A fine agosto il periodo di tempo che prevedeva l'alloggio in hotel stava per terminare. "Ringrazio di aver avuto un tetto sopra la testa, ma è stato impegnativo – rivela – Mio figlio ha continuato a vivere normalmente, uscendo per andare al lavoro. Io sono casalinga, la vita in albergo non fa per me". Poi aggiunge: "Non abbiamo fatto altro che mangiare panini. Alcuni giorni mi sono fatta ospitare da amici e amiche: andava bene pure una minestrina. Ma due mesi di panini sono troppi – continua – Avrei voluto soltanto rientrare a casa mia, farmi un piatto di pastasciutta, prendere le mie medicine (è malata oncologica, ndr) e starmene al letto. Nel mio letto. Ho anche dovuto interrompere la fisioterapia per il braccio, cancellando i primi risultati ottenuti. L'arto è tornato fermo".

Ma più il 2 settembre si avvicinava e, con esso, la necessità di lasciare l'alloggio in hotel procurato alla donna dalla Protezione Civile, meno notizie sul suo futuro arrivavano dal Comune di Roma. "Poi è arrivato il 31 agosto e con lui i vigili del fuoco per le prove sull'agibilità e la stabilità nel mio appartamento. Pochi giorni dopo sarebbe stata ripulita la facciata, messi i vetri alle finestre che ne erano rimaste prive, sostituire gli infissi vecchi e rotti con quelli nuovi". Eppure, ad un mese dalla data prevista, lo stato dell'appartamento non ha subito grandi cambiamenti.

Il ritorno a casa

"Quando siamo rientrati, quello che abbiamo trovato è stato molto diverso da quello che ci aspettavamo – continua a spiegare – Alle finestre mancano i vetri, al loro posto abbiamo messo la plastica. Hanno ripulito la facciata e sistemato il terrazzino da cui, però, entra l'acqua in casa: filtra dalle crepe che si sono formate in cucina e in soggiorno. Sulle pareti continua un alone nero e c'è ancora fuliggine nel solaio: per me che sono malata oncologica, è davvero molto pericoloso. Doveva anche venire l'elettricista".
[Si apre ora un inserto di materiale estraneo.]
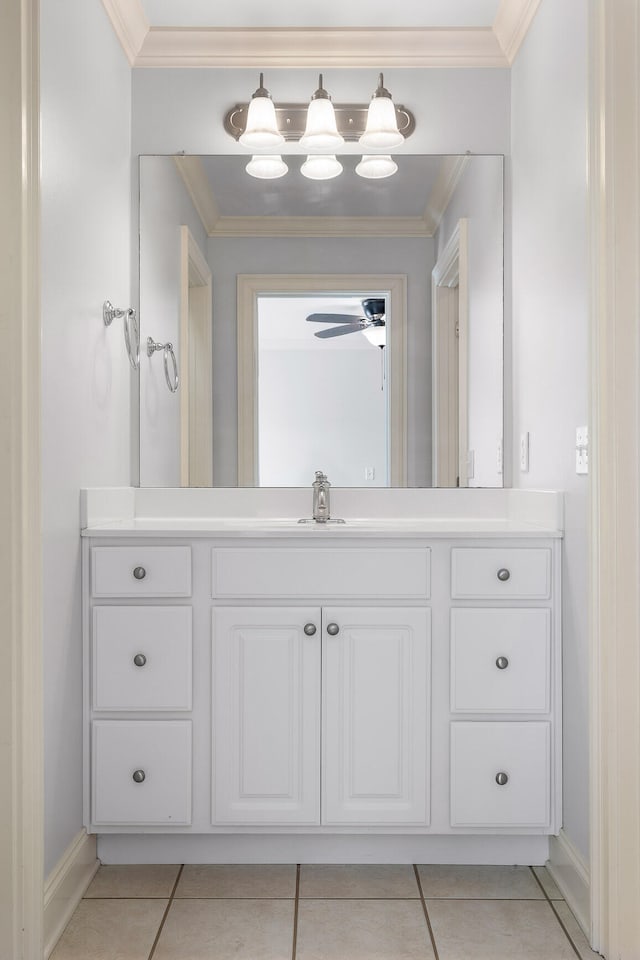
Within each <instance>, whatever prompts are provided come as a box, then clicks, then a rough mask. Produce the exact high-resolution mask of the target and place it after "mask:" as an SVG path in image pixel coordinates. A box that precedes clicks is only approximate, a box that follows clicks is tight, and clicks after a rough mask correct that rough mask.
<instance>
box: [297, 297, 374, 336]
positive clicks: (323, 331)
mask: <svg viewBox="0 0 640 960" xmlns="http://www.w3.org/2000/svg"><path fill="white" fill-rule="evenodd" d="M362 312H363V313H364V317H354V316H353V315H349V314H346V313H310V314H309V316H308V317H307V320H308V321H310V322H311V323H337V324H340V326H337V327H330V328H329V329H328V330H318V331H316V334H315V336H316V337H319V338H320V339H321V340H328V339H330V338H331V337H343V336H344V335H345V334H347V333H363V332H364V331H370V333H371V334H373V332H374V331H375V334H376V335H375V337H374V336H371V335H370V336H367V339H368V340H370V341H371V342H372V343H374V344H375V345H376V346H378V347H384V345H385V325H386V324H385V313H386V303H385V300H384V297H367V298H366V299H365V300H363V301H362Z"/></svg>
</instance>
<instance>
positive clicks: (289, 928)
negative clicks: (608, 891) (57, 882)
mask: <svg viewBox="0 0 640 960" xmlns="http://www.w3.org/2000/svg"><path fill="white" fill-rule="evenodd" d="M597 956H598V955H597V954H595V953H593V952H592V951H591V950H590V949H589V946H588V944H587V941H586V939H585V937H584V935H583V933H582V931H581V930H580V928H579V926H578V924H577V922H576V920H575V918H574V917H573V915H572V913H571V911H570V910H569V908H568V907H567V905H566V903H565V902H564V900H563V899H562V896H561V894H560V893H559V891H558V889H557V887H556V886H555V884H554V882H553V880H552V879H551V877H550V876H549V874H548V873H547V872H546V870H545V869H544V867H535V868H531V867H489V866H432V865H429V866H420V865H418V866H415V867H414V866H407V865H399V866H393V865H380V866H376V865H364V866H362V865H357V866H356V865H347V866H334V865H328V864H326V865H325V864H314V865H306V864H303V865H302V866H299V867H296V865H295V864H290V865H287V864H285V865H259V866H252V865H244V864H243V865H203V866H197V865H185V866H182V867H180V866H168V865H160V866H157V865H156V866H102V867H101V868H100V870H99V871H98V873H97V874H96V877H95V879H94V881H93V883H92V884H91V886H90V887H89V889H88V890H87V892H86V894H85V897H84V899H83V900H82V902H81V903H80V905H79V907H78V909H77V910H76V912H75V913H74V915H73V917H72V918H71V921H70V923H69V925H68V927H67V929H66V930H65V932H64V934H63V935H62V938H61V939H60V941H59V943H58V945H57V946H56V948H55V950H54V952H53V954H52V955H51V960H576V957H578V958H580V960H587V958H597Z"/></svg>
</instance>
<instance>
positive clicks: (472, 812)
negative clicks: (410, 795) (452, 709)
mask: <svg viewBox="0 0 640 960" xmlns="http://www.w3.org/2000/svg"><path fill="white" fill-rule="evenodd" d="M498 778H499V779H500V780H503V781H504V782H502V783H500V782H498ZM505 778H506V780H505ZM550 796H551V792H550V727H549V724H548V723H538V722H520V723H518V722H514V723H484V722H477V723H471V722H469V723H466V722H456V723H452V724H451V826H453V827H521V828H539V829H542V828H545V827H548V826H549V825H550Z"/></svg>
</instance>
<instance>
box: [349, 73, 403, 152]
mask: <svg viewBox="0 0 640 960" xmlns="http://www.w3.org/2000/svg"><path fill="white" fill-rule="evenodd" d="M359 142H360V143H361V144H362V146H363V147H368V148H369V149H372V148H373V149H374V150H389V149H390V148H391V147H399V146H400V144H401V143H403V142H404V136H403V135H402V134H401V133H400V131H399V130H398V121H397V119H396V109H395V107H394V105H393V100H392V99H391V94H390V93H389V91H388V90H387V88H386V87H385V85H384V77H383V75H382V74H380V76H379V78H378V87H377V89H376V90H375V92H374V94H373V96H372V98H371V103H370V104H369V110H368V111H367V126H366V129H365V131H364V133H363V134H362V136H361V137H360V140H359Z"/></svg>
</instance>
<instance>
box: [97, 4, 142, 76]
mask: <svg viewBox="0 0 640 960" xmlns="http://www.w3.org/2000/svg"><path fill="white" fill-rule="evenodd" d="M102 5H103V7H104V9H105V10H106V12H107V16H108V17H109V20H110V21H111V26H112V27H113V29H114V31H115V34H116V37H117V38H118V40H119V41H120V46H121V47H122V49H123V50H124V52H125V54H126V56H127V59H128V61H129V63H130V64H131V66H132V67H134V66H135V65H136V59H137V57H138V54H139V53H140V50H141V49H142V46H143V44H144V41H145V38H146V36H147V34H148V33H149V30H150V26H149V21H148V20H147V18H146V16H145V12H144V10H143V8H142V3H141V0H102Z"/></svg>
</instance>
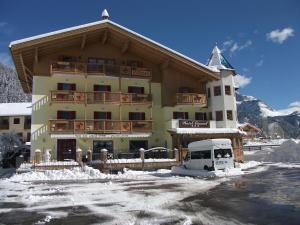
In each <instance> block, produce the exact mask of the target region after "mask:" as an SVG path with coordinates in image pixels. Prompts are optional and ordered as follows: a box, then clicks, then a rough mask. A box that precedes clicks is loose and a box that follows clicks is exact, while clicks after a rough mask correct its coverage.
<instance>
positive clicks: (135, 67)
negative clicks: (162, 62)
mask: <svg viewBox="0 0 300 225" xmlns="http://www.w3.org/2000/svg"><path fill="white" fill-rule="evenodd" d="M56 73H64V74H84V75H103V76H116V77H127V78H130V77H131V78H144V79H151V78H152V70H151V69H149V68H142V67H131V66H123V65H109V64H103V65H102V64H99V65H98V64H88V63H83V62H63V61H61V62H53V63H52V64H51V65H50V74H51V75H53V74H56Z"/></svg>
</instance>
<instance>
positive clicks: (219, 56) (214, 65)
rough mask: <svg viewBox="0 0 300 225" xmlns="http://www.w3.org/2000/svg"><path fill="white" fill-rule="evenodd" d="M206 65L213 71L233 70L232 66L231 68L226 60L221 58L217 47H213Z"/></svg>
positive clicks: (216, 45)
mask: <svg viewBox="0 0 300 225" xmlns="http://www.w3.org/2000/svg"><path fill="white" fill-rule="evenodd" d="M207 65H208V66H209V67H211V68H214V69H230V70H234V68H233V66H231V65H230V63H229V62H228V61H227V59H226V58H225V57H224V56H223V54H222V53H221V50H220V49H219V48H218V46H217V45H216V46H215V47H214V49H213V51H212V54H211V56H210V58H209V60H208V63H207Z"/></svg>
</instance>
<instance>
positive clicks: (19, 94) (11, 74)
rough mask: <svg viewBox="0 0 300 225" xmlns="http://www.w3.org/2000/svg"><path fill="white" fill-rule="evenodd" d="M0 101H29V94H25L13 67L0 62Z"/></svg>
mask: <svg viewBox="0 0 300 225" xmlns="http://www.w3.org/2000/svg"><path fill="white" fill-rule="evenodd" d="M0 93H1V94H0V103H8V102H30V101H31V95H28V94H25V93H24V92H23V89H22V87H21V84H20V81H19V79H18V75H17V73H16V71H15V70H14V69H11V68H9V67H7V66H4V65H2V64H1V63H0Z"/></svg>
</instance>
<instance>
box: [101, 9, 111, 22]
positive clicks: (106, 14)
mask: <svg viewBox="0 0 300 225" xmlns="http://www.w3.org/2000/svg"><path fill="white" fill-rule="evenodd" d="M101 17H102V20H108V19H109V14H108V12H107V10H106V9H104V10H103V11H102V15H101Z"/></svg>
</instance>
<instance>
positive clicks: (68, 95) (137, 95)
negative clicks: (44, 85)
mask: <svg viewBox="0 0 300 225" xmlns="http://www.w3.org/2000/svg"><path fill="white" fill-rule="evenodd" d="M50 100H51V103H79V104H80V103H81V104H152V96H151V95H150V94H136V93H121V92H105V91H94V92H79V91H67V90H61V91H51V93H50Z"/></svg>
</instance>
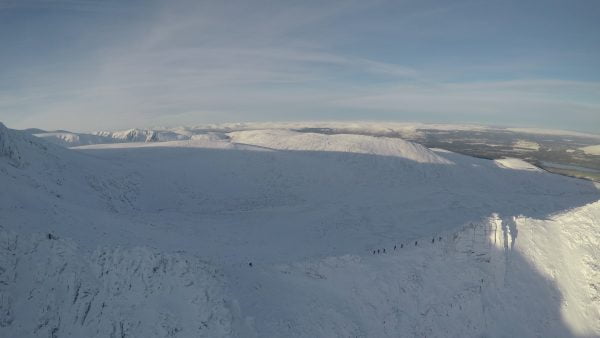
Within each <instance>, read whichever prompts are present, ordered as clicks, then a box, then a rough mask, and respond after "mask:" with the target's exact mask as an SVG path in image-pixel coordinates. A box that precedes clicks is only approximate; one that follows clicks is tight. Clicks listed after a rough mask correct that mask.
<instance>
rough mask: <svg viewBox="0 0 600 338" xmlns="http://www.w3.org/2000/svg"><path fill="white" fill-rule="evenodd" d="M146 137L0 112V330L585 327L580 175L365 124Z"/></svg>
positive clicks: (370, 331)
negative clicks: (44, 121)
mask: <svg viewBox="0 0 600 338" xmlns="http://www.w3.org/2000/svg"><path fill="white" fill-rule="evenodd" d="M145 141H146V140H143V142H133V143H120V144H116V143H112V144H107V145H89V146H85V147H79V148H77V149H65V148H62V147H58V146H55V145H52V144H49V143H48V142H45V141H44V140H42V139H39V138H35V137H33V136H31V135H28V134H27V133H24V132H18V131H13V130H10V129H7V128H3V126H0V146H1V147H0V149H2V151H0V227H1V229H0V336H2V337H4V336H6V337H13V336H14V337H19V336H31V337H48V336H50V337H52V336H55V337H81V336H86V337H88V336H90V337H94V336H97V337H104V336H111V335H113V336H117V337H118V336H144V337H165V336H166V337H169V336H170V337H198V336H200V337H202V336H204V337H230V336H233V337H265V336H276V337H336V336H340V337H346V336H357V337H373V336H377V337H398V336H417V337H423V336H427V337H478V336H488V337H506V336H522V337H529V336H542V337H577V336H581V337H592V336H599V335H600V327H598V323H600V308H599V302H598V299H599V297H600V295H599V290H600V285H599V284H598V281H599V280H600V276H599V274H600V266H599V265H598V263H597V262H598V261H600V253H599V248H600V238H599V237H598V236H599V232H598V228H599V227H600V204H599V203H600V202H598V200H599V199H600V191H599V190H598V188H597V187H596V186H595V185H594V184H593V183H591V182H588V181H583V180H578V179H574V178H569V177H564V176H558V175H553V174H550V173H547V172H543V171H537V170H529V168H523V167H522V165H521V164H520V163H515V162H514V161H512V160H507V161H506V160H501V161H500V162H495V161H489V160H484V159H477V158H472V157H467V156H463V155H458V154H455V153H451V152H448V151H439V150H435V151H434V150H430V149H426V148H424V147H422V146H419V145H416V144H413V143H410V142H405V141H402V140H398V139H387V138H378V137H371V136H358V137H355V136H349V135H335V136H332V135H315V134H310V133H302V134H301V133H296V132H292V131H273V130H248V131H241V132H231V131H222V132H212V133H208V132H201V131H194V132H193V133H192V134H191V135H189V138H188V139H185V140H175V141H165V142H145ZM15 154H17V155H15ZM523 169H525V170H523ZM250 263H252V264H250Z"/></svg>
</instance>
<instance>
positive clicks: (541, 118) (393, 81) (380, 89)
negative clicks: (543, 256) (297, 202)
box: [0, 0, 600, 133]
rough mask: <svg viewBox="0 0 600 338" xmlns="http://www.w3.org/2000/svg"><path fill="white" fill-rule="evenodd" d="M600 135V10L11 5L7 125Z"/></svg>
mask: <svg viewBox="0 0 600 338" xmlns="http://www.w3.org/2000/svg"><path fill="white" fill-rule="evenodd" d="M318 120H327V121H332V120H340V121H348V120H365V121H366V120H368V121H402V122H434V123H478V124H488V125H497V126H519V127H536V128H553V129H568V130H576V131H585V132H596V133H600V1H596V0H589V1H584V0H572V1H567V0H564V1H554V0H543V1H528V0H519V1H511V0H503V1H495V0H490V1H480V0H469V1H466V0H457V1H427V0H418V1H403V0H392V1H384V0H369V1H353V0H348V1H337V0H328V1H311V0H308V1H260V0H259V1H253V0H245V1H235V0H234V1H226V0H223V1H202V0H199V1H191V0H169V1H166V0H130V1H128V0H0V122H3V123H5V124H6V125H7V126H8V127H11V128H18V129H23V128H29V127H37V128H42V129H46V130H54V129H67V130H72V131H93V130H107V129H126V128H132V127H151V126H178V125H194V124H202V123H222V122H253V121H318Z"/></svg>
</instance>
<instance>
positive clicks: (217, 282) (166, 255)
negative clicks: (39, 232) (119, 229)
mask: <svg viewBox="0 0 600 338" xmlns="http://www.w3.org/2000/svg"><path fill="white" fill-rule="evenodd" d="M0 243H1V244H0V267H1V269H0V335H1V336H2V337H109V336H110V337H117V336H118V337H126V336H138V337H142V336H143V337H224V336H229V335H231V334H232V321H233V315H232V312H231V309H230V308H229V306H230V305H231V303H230V302H229V301H228V300H227V299H226V298H225V296H224V290H223V282H222V281H221V275H220V273H219V272H218V271H217V270H216V269H214V268H213V267H210V266H209V265H207V264H206V263H203V262H201V261H199V260H198V259H196V258H193V257H189V256H185V255H182V254H164V253H156V252H152V251H150V250H148V249H145V248H133V249H118V248H116V249H110V248H106V249H99V250H96V251H95V252H93V253H92V254H90V255H88V254H85V253H84V252H82V251H81V249H79V248H78V247H77V245H76V244H74V243H73V242H70V241H66V240H63V239H59V238H56V237H54V236H53V235H52V234H44V235H41V234H39V235H33V236H19V235H16V234H15V233H12V232H8V231H5V230H2V229H0Z"/></svg>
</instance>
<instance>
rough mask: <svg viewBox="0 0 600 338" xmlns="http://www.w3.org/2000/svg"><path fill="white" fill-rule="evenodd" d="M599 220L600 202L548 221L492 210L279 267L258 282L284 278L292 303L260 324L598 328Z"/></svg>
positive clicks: (431, 331) (532, 335)
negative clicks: (390, 244) (306, 261)
mask: <svg viewBox="0 0 600 338" xmlns="http://www.w3.org/2000/svg"><path fill="white" fill-rule="evenodd" d="M574 219H578V222H573V220H574ZM599 220H600V202H597V203H595V204H591V205H588V206H585V207H582V208H579V209H577V210H573V211H570V212H566V213H564V214H561V215H557V216H555V217H553V218H552V219H551V220H535V219H530V218H526V217H517V218H511V219H501V218H499V217H498V216H497V215H492V216H491V217H490V218H489V219H488V220H485V221H482V222H478V223H471V224H468V225H466V226H465V227H463V228H462V229H461V230H459V231H457V232H455V233H446V234H442V235H441V236H440V237H437V236H436V237H434V238H422V239H420V240H418V241H416V242H418V245H415V244H414V242H408V243H407V242H405V243H402V245H403V248H401V247H400V243H397V248H396V249H393V247H390V246H388V247H387V253H385V254H384V253H383V252H382V251H380V253H379V254H375V255H371V256H369V255H367V256H354V255H346V256H341V257H328V258H325V259H323V260H318V261H307V262H301V263H294V264H289V265H279V266H277V267H274V268H273V270H272V271H271V272H270V273H271V274H272V275H273V277H271V278H273V279H275V280H277V281H276V282H269V281H265V283H267V284H266V285H263V286H262V287H264V288H265V289H266V290H271V288H275V286H273V284H275V285H277V284H280V285H285V286H286V287H285V288H284V289H283V290H279V292H282V293H284V294H286V300H285V301H286V302H288V303H294V304H296V308H294V309H287V308H282V309H280V311H281V313H282V315H280V316H279V318H278V322H275V321H272V322H267V323H263V324H262V326H261V328H262V329H263V330H265V331H264V332H265V333H266V334H267V335H282V334H283V335H286V336H294V337H296V336H298V337H308V336H314V337H332V336H337V337H348V336H359V337H362V336H376V337H395V336H397V335H398V333H399V332H401V333H402V334H403V335H406V336H413V337H422V336H427V337H478V336H492V337H506V336H513V337H514V336H521V337H533V336H541V337H567V336H573V335H576V336H585V337H592V336H597V335H599V334H600V303H599V302H598V299H599V296H600V293H599V290H600V266H598V264H597V262H598V261H600V245H599V244H600V235H599V234H598V231H597V230H595V229H597V227H598V225H600V222H599ZM588 232H589V236H585V237H584V236H582V235H583V234H584V233H588ZM267 292H268V291H267ZM263 296H265V297H268V295H266V294H263ZM332 304H333V306H332ZM257 311H259V310H258V309H257ZM282 317H283V318H282ZM264 319H265V320H267V321H269V319H268V317H265V318H264ZM507 323H510V325H507ZM282 332H283V333H282Z"/></svg>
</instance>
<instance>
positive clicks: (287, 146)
mask: <svg viewBox="0 0 600 338" xmlns="http://www.w3.org/2000/svg"><path fill="white" fill-rule="evenodd" d="M228 135H229V137H231V140H232V141H233V142H236V143H243V144H250V145H256V146H262V147H267V148H272V149H279V150H303V151H327V152H345V153H357V154H369V155H379V156H396V157H401V158H404V159H408V160H412V161H415V162H418V163H438V164H451V162H450V161H448V160H447V159H445V158H443V157H440V156H438V155H436V154H435V153H434V152H432V151H430V150H429V149H427V148H425V147H423V146H421V145H419V144H416V143H412V142H407V141H404V140H401V139H398V138H388V137H372V136H363V135H348V134H342V135H324V134H315V133H299V132H294V131H289V130H251V131H239V132H233V133H229V134H228Z"/></svg>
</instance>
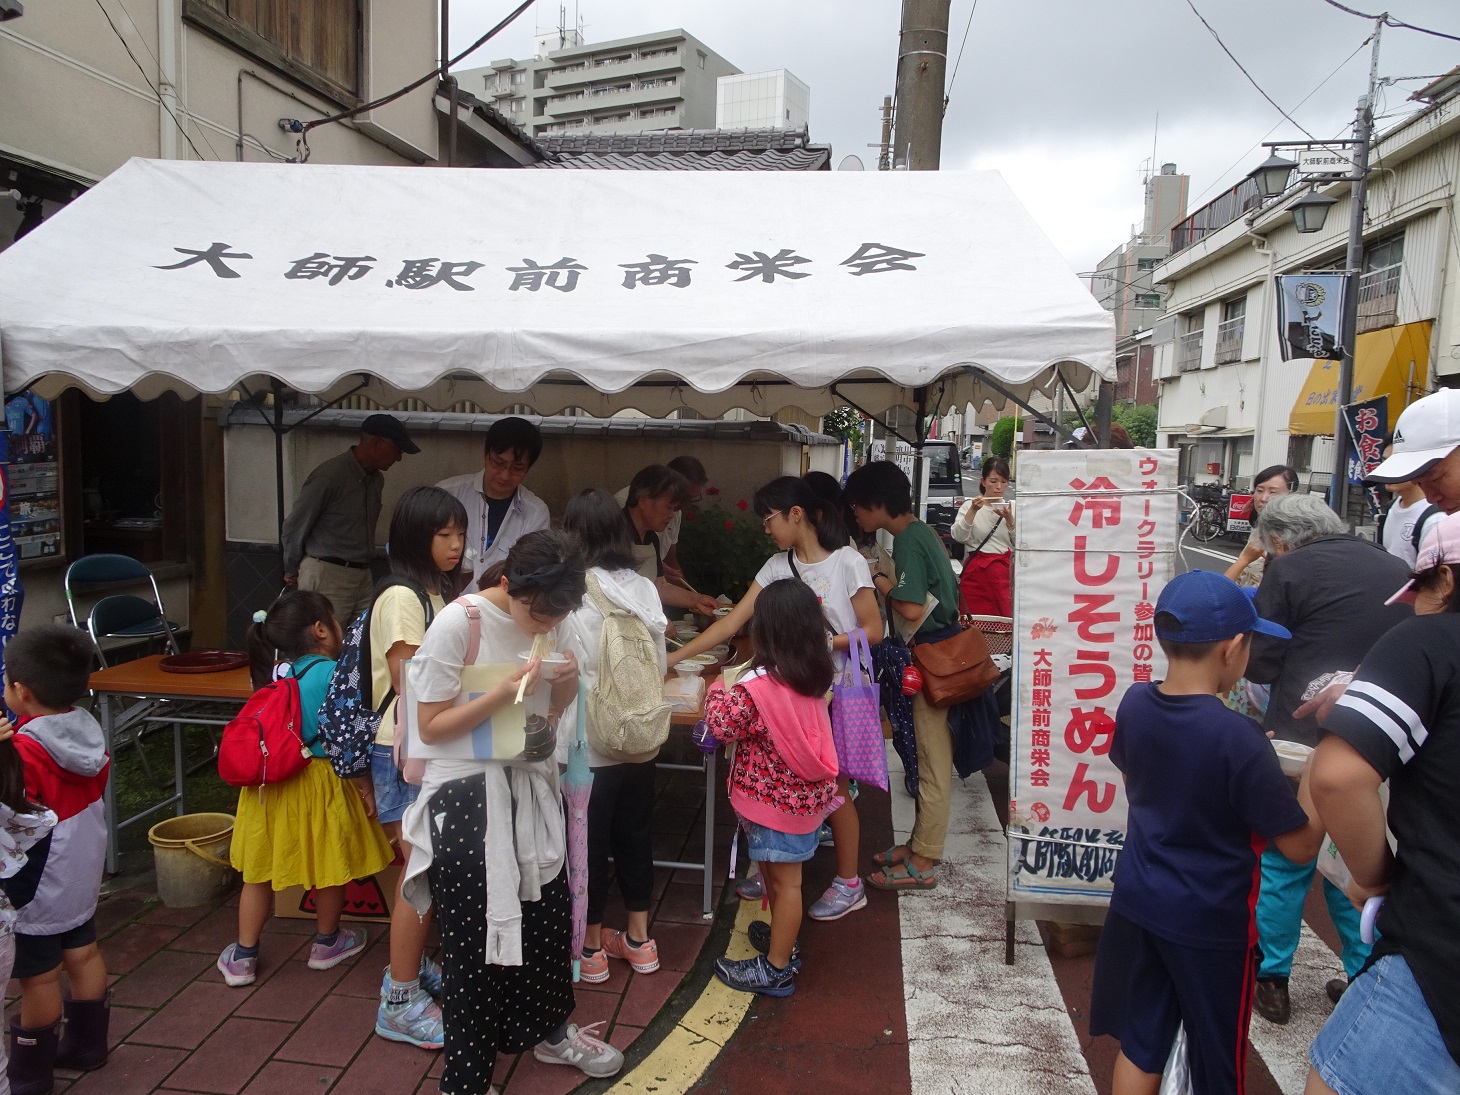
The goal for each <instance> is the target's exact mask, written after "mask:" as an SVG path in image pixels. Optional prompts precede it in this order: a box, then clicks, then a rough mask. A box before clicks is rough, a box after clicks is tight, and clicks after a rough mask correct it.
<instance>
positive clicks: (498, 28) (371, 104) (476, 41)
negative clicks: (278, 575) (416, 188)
mask: <svg viewBox="0 0 1460 1095" xmlns="http://www.w3.org/2000/svg"><path fill="white" fill-rule="evenodd" d="M96 3H101V0H96ZM533 3H534V0H523V3H520V4H518V6H517V7H514V9H512V10H511V12H510V13H508V16H507V18H505V19H502V22H499V23H498V25H496V26H493V28H492V29H491V31H488V32H486V34H483V35H482V37H480V38H477V39H476V41H475V42H472V44H470V45H469V47H467V48H466V50H463V51H461V53H458V54H457V55H456V57H453V58H451V60H448V61H442V63H441V64H438V66H437V67H435V69H432V70H431V72H428V73H426V74H425V76H422V77H420V79H419V80H412V82H410V83H407V85H406V86H404V88H400V89H399V91H393V92H391V93H390V95H383V96H381V98H378V99H372V101H371V102H362V104H361V105H359V107H352V108H350V110H347V111H342V112H340V114H331V115H330V117H327V118H315V120H314V121H305V123H302V124H301V126H299V130H298V133H299V143H301V145H302V146H304V153H305V155H304V158H305V159H308V158H310V130H312V128H318V127H320V126H328V124H330V123H334V121H345V120H346V118H353V117H355V115H356V114H364V112H365V111H368V110H375V108H377V107H384V105H385V104H387V102H394V101H396V99H399V98H401V96H403V95H409V93H410V92H413V91H415V89H416V88H420V86H423V85H426V83H429V82H431V80H434V79H437V77H438V76H442V74H444V73H447V72H448V70H450V69H451V66H453V64H456V63H458V61H461V60H464V58H466V57H469V55H472V54H473V53H476V51H477V50H480V48H482V47H483V45H486V42H488V41H489V39H492V38H495V37H496V35H498V32H501V31H502V29H505V28H507V26H508V25H511V22H512V20H514V19H517V16H520V15H521V13H523V12H526V10H527V9H529V7H531V6H533ZM451 124H453V126H454V124H456V118H453V120H451Z"/></svg>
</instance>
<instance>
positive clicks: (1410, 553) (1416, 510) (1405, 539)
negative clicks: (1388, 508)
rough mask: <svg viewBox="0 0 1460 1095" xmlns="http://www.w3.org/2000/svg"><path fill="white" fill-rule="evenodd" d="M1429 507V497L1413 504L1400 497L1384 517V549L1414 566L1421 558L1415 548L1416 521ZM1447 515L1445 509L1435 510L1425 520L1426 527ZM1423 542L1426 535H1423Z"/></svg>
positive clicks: (1430, 528)
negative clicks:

Le condizioni dell'appartamento sono ancora come a metà luglio: "Per ora hanno messo la caldaia, ma a quanto dicono non sanno ancora quali dei prossimi interventi necessari sono a nostre spese e quali a spese loro. Ma noi non abbiamo fatto niente,: non lo trovo giusto. Ci hanno detto che spetta a noi ripitturare i muri e risistemare il terrazzino – poi precisa – Ci hanno detto che ci faranno sapere chi dovrà chiamare l'Ama affinché possa intervenire nella raccolta di rifiuti speciali. Inoltre serve l'esito delle analisi effettuate sui materiali prelevati nel solaio senza i quali non possono iniziare i lavori: sarebbe dovuto arrivare dopo 40 giorni. Sono passati quasi tre mesi".

La preoccupazione maggiore è in vista della stagione rigida, alle porte: "Come faremo quando verrà il freddo e alle finestre ci sarà ancora la plastica? – si chiede – Al primo temporale, inoltre, l'acqua rischia di entrare in casa, passando per le crepe che si sono formate fra il soggiorno e cucina con il terrazzino. Ancora fa caldo, ma poi non riesco a trovare risposte.  Siamo ancora in balia della sorte. Ma non è giusto".